On Sat, 5 Sep 2020 at 08:54, <[email protected]> wrote:
>
> This is an automated email from the ASF dual-hosted git repository.
>
> humbedooh pushed a commit to branch master
> in repository https://gitbox.apache.org/repos/asf/incubator-ponymail-foal.git
>
>
> The following commit(s) were added to refs/heads/master by this push:
> new fafc765 Refactor, drop the double decode attempt.
> fafc765 is described below
>
> commit fafc7651d9d02dfde727bd1f0da13722de8b3c38
> Author: Daniel Gruno <[email protected]>
> AuthorDate: Sat Sep 5 09:54:03 2020 +0200
>
> Refactor, drop the double decode attempt.
>
> We should assume US-ASCII, but if it's not, it's quicker,
> processing-wise, to immediately fall back to utf-8 instead of trying to
> first determine if it is indeed UTF-8-worthy. Either it'll work as
> US-ASCII, or it will work with the UTF-8 with 'replace'.
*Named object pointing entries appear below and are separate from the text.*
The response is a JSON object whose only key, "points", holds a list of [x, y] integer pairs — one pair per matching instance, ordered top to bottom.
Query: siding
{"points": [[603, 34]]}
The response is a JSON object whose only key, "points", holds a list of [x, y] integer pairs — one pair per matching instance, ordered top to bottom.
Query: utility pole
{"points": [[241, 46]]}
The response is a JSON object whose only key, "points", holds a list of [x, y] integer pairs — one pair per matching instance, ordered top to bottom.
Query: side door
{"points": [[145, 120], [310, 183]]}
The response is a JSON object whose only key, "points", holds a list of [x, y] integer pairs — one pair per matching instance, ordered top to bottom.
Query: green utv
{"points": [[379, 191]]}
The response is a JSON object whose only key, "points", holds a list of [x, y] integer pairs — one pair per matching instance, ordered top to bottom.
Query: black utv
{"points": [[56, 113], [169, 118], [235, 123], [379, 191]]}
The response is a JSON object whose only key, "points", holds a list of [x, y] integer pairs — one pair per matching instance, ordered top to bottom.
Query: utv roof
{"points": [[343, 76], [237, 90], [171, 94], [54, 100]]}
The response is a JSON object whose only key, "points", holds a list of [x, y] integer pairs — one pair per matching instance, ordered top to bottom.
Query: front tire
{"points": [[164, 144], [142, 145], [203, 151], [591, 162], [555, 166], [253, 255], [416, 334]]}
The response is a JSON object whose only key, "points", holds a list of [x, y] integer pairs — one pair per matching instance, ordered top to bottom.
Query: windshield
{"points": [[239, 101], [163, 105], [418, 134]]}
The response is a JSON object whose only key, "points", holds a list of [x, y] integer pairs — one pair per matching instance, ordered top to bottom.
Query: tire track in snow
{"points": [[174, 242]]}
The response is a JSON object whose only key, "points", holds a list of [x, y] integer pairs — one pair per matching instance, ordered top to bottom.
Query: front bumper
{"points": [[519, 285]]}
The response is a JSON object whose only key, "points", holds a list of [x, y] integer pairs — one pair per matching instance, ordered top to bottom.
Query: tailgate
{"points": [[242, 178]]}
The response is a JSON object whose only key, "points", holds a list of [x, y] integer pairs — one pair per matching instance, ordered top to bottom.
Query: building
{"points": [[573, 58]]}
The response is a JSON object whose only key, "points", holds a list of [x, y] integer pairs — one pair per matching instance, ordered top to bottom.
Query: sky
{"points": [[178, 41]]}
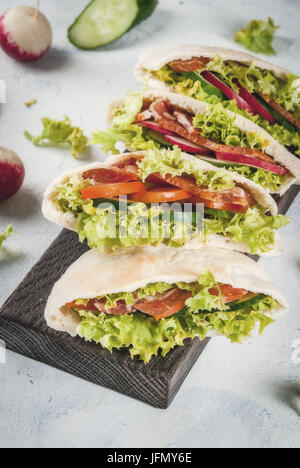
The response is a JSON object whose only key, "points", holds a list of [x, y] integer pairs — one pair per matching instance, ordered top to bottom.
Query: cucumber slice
{"points": [[146, 8], [103, 22], [244, 303]]}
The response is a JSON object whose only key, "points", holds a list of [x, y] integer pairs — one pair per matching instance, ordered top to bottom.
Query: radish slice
{"points": [[229, 93], [256, 106], [156, 128], [186, 145], [248, 160], [12, 173]]}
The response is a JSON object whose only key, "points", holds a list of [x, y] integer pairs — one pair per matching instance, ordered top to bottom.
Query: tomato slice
{"points": [[110, 175], [112, 190], [161, 195], [235, 200], [229, 293], [165, 304]]}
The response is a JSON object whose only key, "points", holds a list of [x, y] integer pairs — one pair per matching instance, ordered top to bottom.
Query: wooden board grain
{"points": [[24, 330]]}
This info belongs in the code.
> ---
> tools/archiver.py | 13 ++++++++-----
> 1 file changed, 8 insertions(+), 5 deletions(-)
>
> diff --git a/tools/archiver.py b/tools/archiver.py
> index f875cc3..c52207b 100755
> --- a/tools/archiver.py
> +++ b/tools/archiver.py
> @@ -192,12 +192,15 @@ class Body:
> break
> except UnicodeDecodeError:
> pass
> + # If no character set was defined, the email MUST be US-ASCII by
> RFC822 defaults
> + # This isn't always the case, as we're about to discover.
> if not self.string:
> - self.string = self.bytes.decode("us-ascii", errors="replace")
> - if valid_encodings:
> - self.character_set = "us-ascii"
> - # If no character encoding, but we find non-ASCII chars,
> assume bytes were UTF-8
> - elif len(self.bytes) != len(self.bytes.decode("us-ascii",
> "ignore")):
> + try:
> + self.string = self.bytes.decode("us-ascii",
> errors="strict")
> + if valid_encodings:
> + self.character_set = "us-ascii"
> + except UnicodeDecodeError:
> + # If us-ascii strict fails, it's probably undeclared
> UTF-8.
> # Set the .string, but not a character set, as we don't
> know it for sure.
> # This is mainly so the older generators won't barf.
> self.string = self.bytes.decode("utf-8", "replace")
>